Can anybody tell me;
- why do I have ketones now when I never had them before? Maybe this is a worse infection than anything I have had before.
- how come just doubling the correction dose as advised has very little effect? I have to treat the ketones very aggressively with pen, especially when the pump recommends 0 bolus or something silly like 0.5 because it keeps a record of the insulin I have had recently. I have been going back and editing my results when I take an injection with the pen.

The result of this is that usually the ketones go down within a couple of hours or a bit more - but I can't tell you how awful I feel when I have ketones - and then I often go hypo. Of course I would rather be hypo than have ketones, but it is very hard to manage food, as I feel so bad I don't want to eat when I have ketones, and with these antibiotics I usually feel a bit sick after meals.
 
Are you setting a temporary basal rate if your readings are running high due to this infection? Making a correction bolus is necessary if your reading is high but we find that setting an increased temporary basal also helps to control high readings very effectively when they are high because of an infection. The temporary basal for my daughter is more effective at controlling the readings than doing a correction bolus every few hours - often we do a combination of the two, temp basal plus bolus corrections when necessary. The ketones may be worse this time because of the infection being more agressive or are your readings maybe running higher than they did the last time? If you're doing correction boluses with a pen be careful that you don't "stack" your insulin resulting in a hypo, you can then end up swinging from lows to highs as a result of the hypo which you want to avoid. Keep testing ketones and if they get too high and don't appear to be coming down then make sure you get help as high ketones with a pump can become dangerous very quickly. Also make sure you keep doing pump checks and cannula/site checks to make sure the high readings aren't a result of a pump/site problem rather than the infection. I hope you get over the infection and start to feel better soon :)
 
SophiaW -
Thank you very much for your reply. I did discuss a temporary basal rate with my specialist but she was not keen because of the occasional hypos even during the day. However she now says I should do it in the morning when the pattern is that I go high and get ketones - sometimes even before the bloods go up much! When they do go up they go quickly, so I have been using the pen in the mornings. I think you are right about the TBR being better than keep giving a correction bolus.

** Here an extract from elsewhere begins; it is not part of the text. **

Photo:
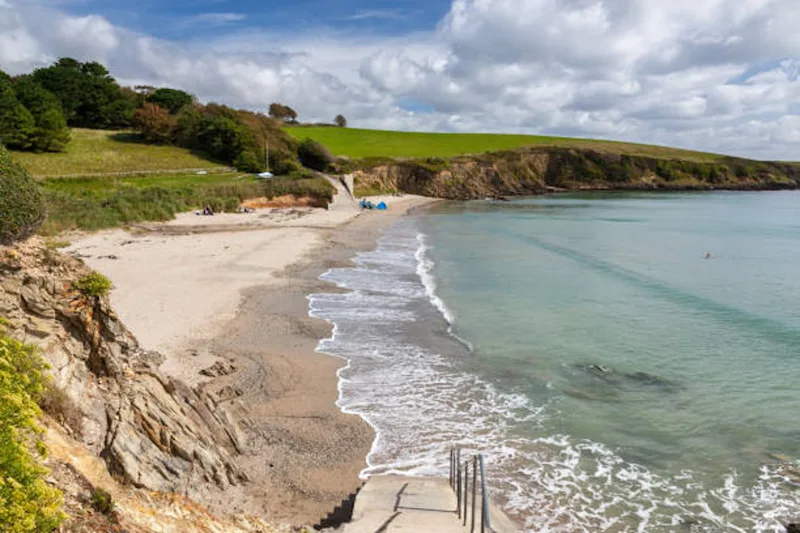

Thanks for the advice on being careful not to 'stack' the insulin - this is actually part of the reason I went on the pump, because stress (I'm a musician) can send blood sugars up a lot, then they used to go down just before a concert because of this stacking - and I don't even suffer from nerves!
As for the ketones, I wasn't getting them at the start of the infection, and had never had them before.
The other worrying thing is that my temperature has been so high - 103 yesterday evening. I am taking Nurofen for this, and think it helps. Not so high this evening, 101.5 - so I feel a little better.
I will check cannula and pump as you suggest. Thanks again.